Heist is a satisfying film for those who like the genre. Not much for those who don’t. Unlike The Spanish Prisoner, the twists here appear a bit too forced. The pros strut out their stuff. And Rockwell is excellent, despite a stupid moustache. The only good thing here is Hackman never comes across as a ‘good’ conman, as is the case in most of these movies. He is just as bad. But better at his job!
Point Break
This is one movie that has been alternately defined as a buddy movie, a gay flick, an action thriller, a philosophical tome, a sex-n-drugs extravaganza. The list goes on. I would add where-do-they-get-these-character-names movie to it. Keanu Reeves is Johnny Utah, a rookie FBI agent who joins hands with Pappas (Gary Busey) to catch a bunch of bank robbers called the Ex-Presidents, because of the masks of former presidents (two Republicans and two Democrats!) they use in their heists. They come across this wild conclusion that the robbers were surfers and Utah goes undercover to catch free spirit Bodhi (Swayze) and his team. He falls for Bodhi’s former squeeze Tyler (relax, it is a chick) and his “set-yourself-free” mumbo jumbo.

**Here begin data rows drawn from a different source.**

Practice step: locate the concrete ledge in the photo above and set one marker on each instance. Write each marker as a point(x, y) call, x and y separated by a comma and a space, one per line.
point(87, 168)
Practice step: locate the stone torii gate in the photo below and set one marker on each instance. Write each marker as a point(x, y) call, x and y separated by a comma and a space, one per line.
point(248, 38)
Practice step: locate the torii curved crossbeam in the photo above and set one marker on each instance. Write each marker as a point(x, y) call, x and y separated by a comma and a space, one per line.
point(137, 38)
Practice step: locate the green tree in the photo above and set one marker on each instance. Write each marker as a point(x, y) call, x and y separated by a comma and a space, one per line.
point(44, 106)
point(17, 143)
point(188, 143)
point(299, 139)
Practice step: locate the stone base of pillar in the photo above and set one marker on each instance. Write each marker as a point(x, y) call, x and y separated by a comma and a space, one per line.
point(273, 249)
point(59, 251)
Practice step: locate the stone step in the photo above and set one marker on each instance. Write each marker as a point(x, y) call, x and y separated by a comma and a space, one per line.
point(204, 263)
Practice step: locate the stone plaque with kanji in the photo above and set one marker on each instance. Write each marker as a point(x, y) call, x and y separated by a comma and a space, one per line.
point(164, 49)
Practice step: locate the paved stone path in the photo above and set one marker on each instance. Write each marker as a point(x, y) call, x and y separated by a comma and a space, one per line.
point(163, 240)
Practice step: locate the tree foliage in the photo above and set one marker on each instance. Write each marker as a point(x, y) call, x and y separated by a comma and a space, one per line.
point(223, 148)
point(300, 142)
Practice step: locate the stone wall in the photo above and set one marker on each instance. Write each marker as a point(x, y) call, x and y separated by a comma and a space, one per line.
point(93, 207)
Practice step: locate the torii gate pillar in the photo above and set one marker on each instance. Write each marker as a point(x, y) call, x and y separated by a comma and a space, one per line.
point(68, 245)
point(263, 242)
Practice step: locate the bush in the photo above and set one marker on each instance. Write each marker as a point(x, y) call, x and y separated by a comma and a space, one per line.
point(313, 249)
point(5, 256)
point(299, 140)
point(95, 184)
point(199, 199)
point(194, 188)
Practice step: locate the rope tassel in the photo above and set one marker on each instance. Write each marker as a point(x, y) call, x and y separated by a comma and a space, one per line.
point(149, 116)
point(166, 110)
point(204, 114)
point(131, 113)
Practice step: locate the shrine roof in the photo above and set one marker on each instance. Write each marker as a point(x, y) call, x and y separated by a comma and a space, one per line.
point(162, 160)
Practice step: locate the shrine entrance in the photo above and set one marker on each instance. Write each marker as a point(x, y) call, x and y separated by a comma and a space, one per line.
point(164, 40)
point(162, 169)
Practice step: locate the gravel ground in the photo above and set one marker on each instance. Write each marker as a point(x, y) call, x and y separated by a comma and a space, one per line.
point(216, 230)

Point Break is one of those cult hits that mean different things to different people. Kathryn Bigelow set out to show she is as good as the dudes in making an action film. And she succeeds. The way she showcases Swayze in slow motion kind of hints in your face that she had the hots for him. But then it is Patrick Swayze. He could make guys root for him in a dancing movie. Big, blonde surfing dude with a hippie philosophy. No-brainer. Keanu Reeves does that one thing he is capable of doing in movies. And he does that quite earnestly here, I must add. For me the best part was the concept of the ex-presidents. Period.
The Lavender Hill Mob
I like a lot of black and white films. Call me old. I prefer to call myself lucky. The Lavender Hill Mob is an absolute blast. The peerless Alec Guinness stars as Mr Holland a low bank clerk, whose only redeeming quality is his honesty. For 20 years he had been the bank’s representative for the transfer of gold bullion. The gold attracted him, but he was smart enough to know he hadn’t the means to steal it or get it out of the country. All that changed once he met Pendlebury, a souvenir-maker. The two join forces and commit the daring robbery. Do they live to enjoy the loot?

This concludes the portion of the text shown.